此时我们可以通过regs查看全部的寄存器状态：

```
(dlv) regs
       rax = 0x0000000001050180
       rbx = 0x0000000000000000
       rcx = 0x000000c420000300
       rdx = 0x0000000001070bc0
       rdi = 0x000000c42007c020
       rsi = 0x0000000000000001
       rbp = 0x00007fffffe00000
       rsp = 0x000000c420049f80
        r8 = 0x7fffffffffffffff
        r9 = 0xffffffffffffffff
       r10 = 0x0000000000000100
       r11 = 0x0000000000000286
       r12 = 0x000000c41fffff7c
       r13 = 0x0000000000000000
       r14 = 0x0000000000000178
       r15 = 0x0000000000000004
       rip = 0x000000000105018f
    rflags = 0x0000000000000202
...
(dlv)
```

因为AMD64的各种寄存器非常多，项目的信息中刻意省略了非通用的寄存器。如果再单步执行到13行时，可以发现AX寄存器值的变化。

```
(dlv) regs
       rax = 0x00000000010a4060
       rbx = 0x0000000000000000
       rcx = 0x000000c420000300
...
(dlv)
```

因此我们可以推断汇编程序内部定义的`text<>`数据的地址为0x00000000010a4060。
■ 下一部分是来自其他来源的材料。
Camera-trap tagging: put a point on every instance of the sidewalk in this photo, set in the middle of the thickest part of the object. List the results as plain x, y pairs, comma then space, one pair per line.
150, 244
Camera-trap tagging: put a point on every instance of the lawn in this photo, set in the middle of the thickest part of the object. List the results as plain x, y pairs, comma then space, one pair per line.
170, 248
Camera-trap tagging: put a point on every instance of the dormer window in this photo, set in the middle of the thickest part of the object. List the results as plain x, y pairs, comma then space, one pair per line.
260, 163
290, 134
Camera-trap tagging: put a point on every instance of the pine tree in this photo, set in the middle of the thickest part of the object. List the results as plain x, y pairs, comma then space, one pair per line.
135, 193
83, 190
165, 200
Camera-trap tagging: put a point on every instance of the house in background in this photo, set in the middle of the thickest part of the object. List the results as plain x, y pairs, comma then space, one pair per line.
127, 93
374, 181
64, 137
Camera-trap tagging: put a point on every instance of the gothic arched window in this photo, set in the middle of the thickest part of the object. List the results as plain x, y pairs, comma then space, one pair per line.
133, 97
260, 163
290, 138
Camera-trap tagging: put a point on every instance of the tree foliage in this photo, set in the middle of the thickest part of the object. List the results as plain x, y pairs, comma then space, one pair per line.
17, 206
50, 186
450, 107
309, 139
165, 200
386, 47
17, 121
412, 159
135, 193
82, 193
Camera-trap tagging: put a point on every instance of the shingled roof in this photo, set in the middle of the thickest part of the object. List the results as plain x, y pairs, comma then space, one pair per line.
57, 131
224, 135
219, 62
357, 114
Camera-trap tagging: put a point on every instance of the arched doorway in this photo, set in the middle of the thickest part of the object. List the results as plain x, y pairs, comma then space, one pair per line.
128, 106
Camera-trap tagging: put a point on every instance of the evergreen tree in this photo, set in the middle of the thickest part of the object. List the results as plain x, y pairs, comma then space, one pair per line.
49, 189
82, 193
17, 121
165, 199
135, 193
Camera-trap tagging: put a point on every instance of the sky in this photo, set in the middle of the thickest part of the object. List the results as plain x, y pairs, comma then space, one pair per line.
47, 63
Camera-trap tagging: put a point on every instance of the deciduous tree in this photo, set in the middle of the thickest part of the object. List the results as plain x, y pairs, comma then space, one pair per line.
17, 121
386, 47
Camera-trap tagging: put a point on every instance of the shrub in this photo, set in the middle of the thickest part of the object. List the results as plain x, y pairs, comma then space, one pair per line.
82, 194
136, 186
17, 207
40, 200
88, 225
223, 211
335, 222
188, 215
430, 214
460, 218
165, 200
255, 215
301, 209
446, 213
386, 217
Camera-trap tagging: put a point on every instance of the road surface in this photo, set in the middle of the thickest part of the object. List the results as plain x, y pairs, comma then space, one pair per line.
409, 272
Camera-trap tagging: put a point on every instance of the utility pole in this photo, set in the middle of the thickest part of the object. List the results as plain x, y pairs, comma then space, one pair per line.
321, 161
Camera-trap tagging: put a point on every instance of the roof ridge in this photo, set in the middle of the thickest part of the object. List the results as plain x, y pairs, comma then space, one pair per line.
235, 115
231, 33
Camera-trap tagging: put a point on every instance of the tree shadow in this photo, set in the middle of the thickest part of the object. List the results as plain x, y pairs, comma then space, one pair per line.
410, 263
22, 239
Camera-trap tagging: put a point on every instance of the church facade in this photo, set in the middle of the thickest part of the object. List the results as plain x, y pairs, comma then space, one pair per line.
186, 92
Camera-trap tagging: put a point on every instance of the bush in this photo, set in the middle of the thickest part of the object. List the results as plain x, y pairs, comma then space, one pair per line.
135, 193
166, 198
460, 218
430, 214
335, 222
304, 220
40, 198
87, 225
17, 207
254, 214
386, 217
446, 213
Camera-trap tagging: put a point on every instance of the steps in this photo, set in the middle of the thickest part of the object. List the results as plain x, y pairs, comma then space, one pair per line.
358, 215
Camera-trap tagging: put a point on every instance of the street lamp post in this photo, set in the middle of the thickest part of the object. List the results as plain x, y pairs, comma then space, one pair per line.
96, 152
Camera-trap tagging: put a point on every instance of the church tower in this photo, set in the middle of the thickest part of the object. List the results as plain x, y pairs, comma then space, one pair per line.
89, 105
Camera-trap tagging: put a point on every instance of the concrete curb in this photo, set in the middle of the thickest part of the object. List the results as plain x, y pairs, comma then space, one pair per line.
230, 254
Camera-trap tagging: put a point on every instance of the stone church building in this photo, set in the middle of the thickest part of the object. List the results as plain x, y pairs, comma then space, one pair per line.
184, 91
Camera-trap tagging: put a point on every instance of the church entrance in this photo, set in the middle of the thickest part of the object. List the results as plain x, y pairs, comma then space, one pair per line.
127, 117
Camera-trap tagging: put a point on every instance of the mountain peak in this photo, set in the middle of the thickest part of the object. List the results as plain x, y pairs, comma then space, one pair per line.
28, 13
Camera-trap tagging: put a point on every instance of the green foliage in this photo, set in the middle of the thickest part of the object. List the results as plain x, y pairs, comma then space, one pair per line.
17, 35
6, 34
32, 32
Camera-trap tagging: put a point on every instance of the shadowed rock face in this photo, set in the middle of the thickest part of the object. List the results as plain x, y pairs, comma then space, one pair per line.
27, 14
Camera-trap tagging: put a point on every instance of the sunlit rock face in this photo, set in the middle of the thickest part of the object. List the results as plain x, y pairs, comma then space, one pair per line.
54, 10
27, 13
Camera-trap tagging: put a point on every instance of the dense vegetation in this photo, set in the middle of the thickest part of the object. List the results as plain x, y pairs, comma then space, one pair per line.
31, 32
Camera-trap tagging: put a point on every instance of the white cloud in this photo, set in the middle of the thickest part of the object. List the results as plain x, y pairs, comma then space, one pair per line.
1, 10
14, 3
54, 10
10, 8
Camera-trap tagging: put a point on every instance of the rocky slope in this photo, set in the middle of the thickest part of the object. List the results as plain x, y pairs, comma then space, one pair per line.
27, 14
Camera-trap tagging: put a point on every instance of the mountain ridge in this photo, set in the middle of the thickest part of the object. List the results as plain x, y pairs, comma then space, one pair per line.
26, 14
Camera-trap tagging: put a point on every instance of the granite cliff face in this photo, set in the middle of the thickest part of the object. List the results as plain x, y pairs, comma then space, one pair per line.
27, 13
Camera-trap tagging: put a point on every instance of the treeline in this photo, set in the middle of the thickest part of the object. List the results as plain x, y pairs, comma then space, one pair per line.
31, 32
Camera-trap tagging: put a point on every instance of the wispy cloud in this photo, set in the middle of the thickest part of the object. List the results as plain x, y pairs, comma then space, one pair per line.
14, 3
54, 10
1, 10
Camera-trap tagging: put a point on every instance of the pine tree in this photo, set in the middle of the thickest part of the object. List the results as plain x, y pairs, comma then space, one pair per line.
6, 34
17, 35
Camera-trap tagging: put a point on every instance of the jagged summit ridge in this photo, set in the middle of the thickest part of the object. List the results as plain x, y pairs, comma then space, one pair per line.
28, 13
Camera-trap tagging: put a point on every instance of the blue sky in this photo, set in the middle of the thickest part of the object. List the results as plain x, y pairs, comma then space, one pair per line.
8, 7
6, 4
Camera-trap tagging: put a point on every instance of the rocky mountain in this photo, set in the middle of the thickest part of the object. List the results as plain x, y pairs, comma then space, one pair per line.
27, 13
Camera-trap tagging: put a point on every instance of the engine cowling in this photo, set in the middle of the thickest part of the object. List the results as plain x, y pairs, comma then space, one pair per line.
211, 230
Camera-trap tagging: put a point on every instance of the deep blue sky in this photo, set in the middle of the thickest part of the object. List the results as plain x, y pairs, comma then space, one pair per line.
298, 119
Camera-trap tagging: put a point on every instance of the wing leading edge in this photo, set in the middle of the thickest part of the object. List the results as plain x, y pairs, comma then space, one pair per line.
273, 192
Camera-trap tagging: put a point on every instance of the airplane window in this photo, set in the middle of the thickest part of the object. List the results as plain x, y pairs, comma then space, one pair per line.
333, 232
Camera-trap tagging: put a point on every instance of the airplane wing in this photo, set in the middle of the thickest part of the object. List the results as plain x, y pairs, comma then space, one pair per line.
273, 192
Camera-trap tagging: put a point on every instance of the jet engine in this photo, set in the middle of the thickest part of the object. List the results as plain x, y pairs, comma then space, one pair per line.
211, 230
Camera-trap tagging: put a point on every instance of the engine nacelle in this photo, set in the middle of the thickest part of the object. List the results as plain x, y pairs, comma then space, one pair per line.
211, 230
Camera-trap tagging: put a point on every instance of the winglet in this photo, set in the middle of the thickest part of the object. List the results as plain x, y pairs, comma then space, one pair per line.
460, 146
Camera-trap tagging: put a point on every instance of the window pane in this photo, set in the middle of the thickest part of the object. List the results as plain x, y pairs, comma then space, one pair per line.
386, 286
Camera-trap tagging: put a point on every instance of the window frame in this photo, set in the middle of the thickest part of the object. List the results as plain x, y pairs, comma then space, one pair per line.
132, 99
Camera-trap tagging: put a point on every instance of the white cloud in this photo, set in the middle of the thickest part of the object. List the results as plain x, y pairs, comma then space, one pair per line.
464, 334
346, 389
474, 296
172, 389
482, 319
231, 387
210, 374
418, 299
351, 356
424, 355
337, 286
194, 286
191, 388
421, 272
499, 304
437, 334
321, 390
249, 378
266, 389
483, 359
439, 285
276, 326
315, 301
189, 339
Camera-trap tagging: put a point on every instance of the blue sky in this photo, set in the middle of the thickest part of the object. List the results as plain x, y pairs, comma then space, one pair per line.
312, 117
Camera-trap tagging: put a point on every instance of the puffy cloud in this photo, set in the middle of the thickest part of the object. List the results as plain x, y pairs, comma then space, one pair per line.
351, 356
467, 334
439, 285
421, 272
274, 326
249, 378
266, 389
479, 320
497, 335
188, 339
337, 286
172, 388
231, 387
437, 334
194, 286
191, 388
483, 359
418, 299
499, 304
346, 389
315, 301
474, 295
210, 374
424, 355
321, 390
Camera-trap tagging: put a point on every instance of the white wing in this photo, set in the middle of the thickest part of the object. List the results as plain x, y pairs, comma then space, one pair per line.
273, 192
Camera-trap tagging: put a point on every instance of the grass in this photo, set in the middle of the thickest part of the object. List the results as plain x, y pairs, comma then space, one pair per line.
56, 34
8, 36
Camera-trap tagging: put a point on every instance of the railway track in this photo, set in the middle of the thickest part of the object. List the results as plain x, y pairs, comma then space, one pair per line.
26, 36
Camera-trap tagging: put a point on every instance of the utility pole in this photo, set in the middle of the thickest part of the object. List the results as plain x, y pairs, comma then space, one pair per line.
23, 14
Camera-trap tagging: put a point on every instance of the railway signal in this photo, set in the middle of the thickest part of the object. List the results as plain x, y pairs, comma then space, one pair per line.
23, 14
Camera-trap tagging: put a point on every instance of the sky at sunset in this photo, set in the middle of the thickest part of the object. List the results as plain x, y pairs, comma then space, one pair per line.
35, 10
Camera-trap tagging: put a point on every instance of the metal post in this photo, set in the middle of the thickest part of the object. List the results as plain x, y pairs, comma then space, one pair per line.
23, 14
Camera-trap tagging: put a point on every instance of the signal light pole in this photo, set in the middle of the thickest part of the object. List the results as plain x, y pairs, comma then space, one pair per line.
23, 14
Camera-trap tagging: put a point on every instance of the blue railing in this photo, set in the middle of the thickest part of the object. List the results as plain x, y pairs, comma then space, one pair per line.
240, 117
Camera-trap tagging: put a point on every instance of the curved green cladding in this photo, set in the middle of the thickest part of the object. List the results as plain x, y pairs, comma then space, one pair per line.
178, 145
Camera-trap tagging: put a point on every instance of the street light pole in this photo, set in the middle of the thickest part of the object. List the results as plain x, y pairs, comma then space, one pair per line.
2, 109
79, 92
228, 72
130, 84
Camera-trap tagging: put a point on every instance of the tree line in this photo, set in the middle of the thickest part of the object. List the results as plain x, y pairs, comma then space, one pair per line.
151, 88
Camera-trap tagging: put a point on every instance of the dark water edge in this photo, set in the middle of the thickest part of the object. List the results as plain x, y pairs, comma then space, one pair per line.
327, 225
我们可以用过print命令来查看该内存内的数据：

```
(dlv) print *(*[5]byte)(uintptr(0x00000000010a4060))
[5]uint8 [72,101,108,108,111]
(dlv)
```

我们可以发现输出的`[5]uint8 [72,101,108,108,111]`刚好是对应“Hello”字符串。通过类似的方法，我们可以通过查看SP对应的栈指针位置，然后查看栈中局部变量的值。

至此我们就掌握了Go汇编程序的简单调试技术。